On August 4, 2025, the “NTU–Waseda–Cornell Workshop on Interdisciplinary Studies of Law” was held at the First Conference Room (Room 1710), Tsai Lecture Hall, College of Law, National Taiwan University (NTU). This year marked the first time NTU, Waseda University, and Cornell University jointly organized such an academic exchange. The workshop was designed as a two-part event: the first segment took place on July 30-31 at Waseda University, featuring presentations by Cornell and Waseda faculty with commentary from NTU scholars. The second segment, hosted at NTU on August 4, reversed the roles—Cornell and NTU professors delivered presentations while Waseda faculty provided commentary. The collaboration aimed to foster cross-institutional and interdisciplinary research in law, with topics spanning AI and legal explainability, empirical studies of Taiwan’s citizen judge system, patent exhaustion in the IoT era, and corpus analysis of constitutional texts. The workshop opened at 9:10 a.m. with welcome remarks from Dean Huang-Yu Wang.

Morning Sessions
The first session began at 9:20 a.m., with Professor Sieh-Chuen Huang presenting “What Explainability Means in Law,” exploring how scientific notions of “interpretability” and “transparency” in AI can be translated into normative legal standards. Professor Valerie Hans commented on the psychological factors influencing public trust in machine decision-making, while Professor Takashi Kubota addressed broader questions about the origins of trust in judicial systems.
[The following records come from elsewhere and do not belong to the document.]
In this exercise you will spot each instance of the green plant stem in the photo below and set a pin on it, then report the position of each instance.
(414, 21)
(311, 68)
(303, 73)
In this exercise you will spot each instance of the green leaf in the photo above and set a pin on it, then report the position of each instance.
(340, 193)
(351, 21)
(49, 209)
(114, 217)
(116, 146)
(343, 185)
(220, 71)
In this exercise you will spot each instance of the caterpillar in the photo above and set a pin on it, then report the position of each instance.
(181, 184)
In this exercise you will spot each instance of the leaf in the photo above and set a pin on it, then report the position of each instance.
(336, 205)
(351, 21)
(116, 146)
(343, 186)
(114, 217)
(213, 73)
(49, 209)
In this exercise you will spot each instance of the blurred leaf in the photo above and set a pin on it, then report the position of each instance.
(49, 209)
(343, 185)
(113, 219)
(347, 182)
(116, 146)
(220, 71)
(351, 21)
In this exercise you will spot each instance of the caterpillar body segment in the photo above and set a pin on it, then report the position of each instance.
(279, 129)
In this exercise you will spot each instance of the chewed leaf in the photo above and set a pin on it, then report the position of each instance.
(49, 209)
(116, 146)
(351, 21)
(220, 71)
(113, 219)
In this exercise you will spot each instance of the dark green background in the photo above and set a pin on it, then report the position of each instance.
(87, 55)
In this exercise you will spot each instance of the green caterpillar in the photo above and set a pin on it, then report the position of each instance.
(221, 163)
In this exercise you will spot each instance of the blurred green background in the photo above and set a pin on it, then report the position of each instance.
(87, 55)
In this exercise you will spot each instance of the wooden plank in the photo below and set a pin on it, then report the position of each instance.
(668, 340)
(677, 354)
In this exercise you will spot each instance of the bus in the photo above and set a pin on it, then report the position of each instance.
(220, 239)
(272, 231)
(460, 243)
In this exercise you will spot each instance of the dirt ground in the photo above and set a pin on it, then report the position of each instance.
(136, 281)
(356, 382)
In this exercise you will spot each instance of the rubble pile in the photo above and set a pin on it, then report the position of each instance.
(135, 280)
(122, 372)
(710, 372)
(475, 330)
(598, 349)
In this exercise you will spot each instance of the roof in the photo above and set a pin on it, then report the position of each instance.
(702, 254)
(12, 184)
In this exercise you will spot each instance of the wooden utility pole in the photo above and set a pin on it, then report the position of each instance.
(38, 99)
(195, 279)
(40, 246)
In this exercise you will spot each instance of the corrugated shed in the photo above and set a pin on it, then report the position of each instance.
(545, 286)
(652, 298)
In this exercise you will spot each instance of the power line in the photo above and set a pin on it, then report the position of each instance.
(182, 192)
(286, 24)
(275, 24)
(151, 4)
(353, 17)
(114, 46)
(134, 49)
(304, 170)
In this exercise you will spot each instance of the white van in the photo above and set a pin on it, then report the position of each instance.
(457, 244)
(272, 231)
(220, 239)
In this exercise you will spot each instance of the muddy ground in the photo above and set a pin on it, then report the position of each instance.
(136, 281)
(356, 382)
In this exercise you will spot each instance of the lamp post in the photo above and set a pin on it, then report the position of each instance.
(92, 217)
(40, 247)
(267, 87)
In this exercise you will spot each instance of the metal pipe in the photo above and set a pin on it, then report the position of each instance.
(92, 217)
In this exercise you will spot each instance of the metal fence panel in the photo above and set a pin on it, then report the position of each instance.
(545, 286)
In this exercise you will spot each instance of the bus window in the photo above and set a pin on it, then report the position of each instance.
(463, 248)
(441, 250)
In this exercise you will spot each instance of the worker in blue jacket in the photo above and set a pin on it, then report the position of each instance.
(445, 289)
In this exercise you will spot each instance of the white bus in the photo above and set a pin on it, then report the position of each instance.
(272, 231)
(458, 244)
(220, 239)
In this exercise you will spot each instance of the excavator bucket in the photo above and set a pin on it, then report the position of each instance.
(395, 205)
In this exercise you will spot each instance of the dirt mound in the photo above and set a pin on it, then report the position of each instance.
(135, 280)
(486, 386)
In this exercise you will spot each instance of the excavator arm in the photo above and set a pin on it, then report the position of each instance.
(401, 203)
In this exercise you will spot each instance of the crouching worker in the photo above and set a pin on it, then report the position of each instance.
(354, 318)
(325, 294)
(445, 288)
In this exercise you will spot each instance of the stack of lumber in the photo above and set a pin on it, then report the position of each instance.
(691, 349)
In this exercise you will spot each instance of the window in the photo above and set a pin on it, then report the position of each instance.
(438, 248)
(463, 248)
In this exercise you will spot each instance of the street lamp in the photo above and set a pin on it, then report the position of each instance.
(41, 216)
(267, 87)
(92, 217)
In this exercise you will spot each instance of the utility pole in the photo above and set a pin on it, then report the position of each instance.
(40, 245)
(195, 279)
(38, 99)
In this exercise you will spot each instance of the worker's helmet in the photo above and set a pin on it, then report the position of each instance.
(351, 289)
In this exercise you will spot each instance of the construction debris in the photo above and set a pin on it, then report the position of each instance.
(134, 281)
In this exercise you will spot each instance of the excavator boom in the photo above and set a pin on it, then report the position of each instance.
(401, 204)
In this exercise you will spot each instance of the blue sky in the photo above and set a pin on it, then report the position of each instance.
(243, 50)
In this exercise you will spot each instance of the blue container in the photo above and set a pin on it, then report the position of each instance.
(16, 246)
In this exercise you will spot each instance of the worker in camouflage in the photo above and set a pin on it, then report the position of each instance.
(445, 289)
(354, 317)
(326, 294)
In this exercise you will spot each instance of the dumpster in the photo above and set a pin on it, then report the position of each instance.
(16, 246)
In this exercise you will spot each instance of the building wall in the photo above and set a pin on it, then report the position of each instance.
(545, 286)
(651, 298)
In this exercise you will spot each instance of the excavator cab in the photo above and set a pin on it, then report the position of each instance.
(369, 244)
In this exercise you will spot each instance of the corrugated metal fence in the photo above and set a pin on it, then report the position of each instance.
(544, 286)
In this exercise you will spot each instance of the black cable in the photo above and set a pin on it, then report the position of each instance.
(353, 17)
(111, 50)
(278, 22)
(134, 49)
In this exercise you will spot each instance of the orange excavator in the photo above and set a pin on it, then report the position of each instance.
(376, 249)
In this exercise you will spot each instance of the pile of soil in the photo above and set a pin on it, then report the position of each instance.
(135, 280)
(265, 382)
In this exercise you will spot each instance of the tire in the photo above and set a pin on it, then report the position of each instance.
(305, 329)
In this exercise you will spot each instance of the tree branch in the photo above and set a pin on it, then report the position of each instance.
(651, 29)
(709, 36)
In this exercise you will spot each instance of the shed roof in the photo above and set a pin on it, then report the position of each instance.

At 10:30 a.m., Professor Hans delivered the second keynote, offering initial observations on Taiwan’s citizen judge system since its implementation in 2023, and comparing it with jury systems in other countries. Her assessment of Taiwan’s early results was notably positive. Commentators included Professor Keng-Wei Fan, who shared preliminary findings from experimental research commissioned by Taiwan’s Judicial Yuan, and Professor Chung-Chia Huang, who urged caution in interpreting high satisfaction survey results and noted the potential bias introduced by judicial discretion in selecting cases for citizen judge trials.

The third morning session, starting at 11:40 a.m., featured Professor Hao-Yun Chen discussing new challenges to patent exhaustion in the IoT era, comparing the approaches of Taiwan, Japan, and the United States. The discussion with Professor Masabumi Suzuki and Professor Yun-Chien Chang delved into the rationale for extending patent rights to downstream uses of patented goods, drawing parallels with covenants in common law property systems. The morning program concluded at 12:40 p.m., with coffee, tea, fruit, and lunch provided for participants.

Afternoon Sessions
The afternoon program opened at 2:00 p.m. with Professor Dan Awrey’s talk on “Payment Network Governance,” examining the trade-offs between network stability, accessibility, and investment, and their interaction with policy goals such as consumer protection, financial crime prevention, financial inclusion, and systemic stability. Professors Kubota and Professor Chen served as commentators.

At 3:10 p.m., Professor Chung-Chia Huang presented his use of natural language processing (NLP) to analyze the influence and longevity of constitutional texts. Using a dataset of over 500 constitutions and reference points from four core and twelve iconic constitutions, his findings showed the enduring global influence of the U.S. Constitution (1791) and the French Constitution (1848). Commentators Professor Awrey and Professor Huang (Sieh-Chuen) discussed methodological considerations in translation and alternative influence metrics.

The final session at 4:20 p.m. featured Professor Yun-Chien Chang applying complex systems theory to compare trust law in common law and civil law systems. He proposed conceptualizing trust as a “semi-property” to bridge functional gaps in civil law jurisdictions. Professors Suzuki and Professor Yi-Wen Chang commented on parallels with other contractual arrangements trending toward property-like status. The day’s program concluded at around 5:20 p.m.

A Platform for Future Collaboration
The workshop’s intensive schedule and in-depth exchanges fostered robust academic dialogue among faculty and students from all three universities, laying a strong foundation for sustained collaboration in interdisciplinary legal research.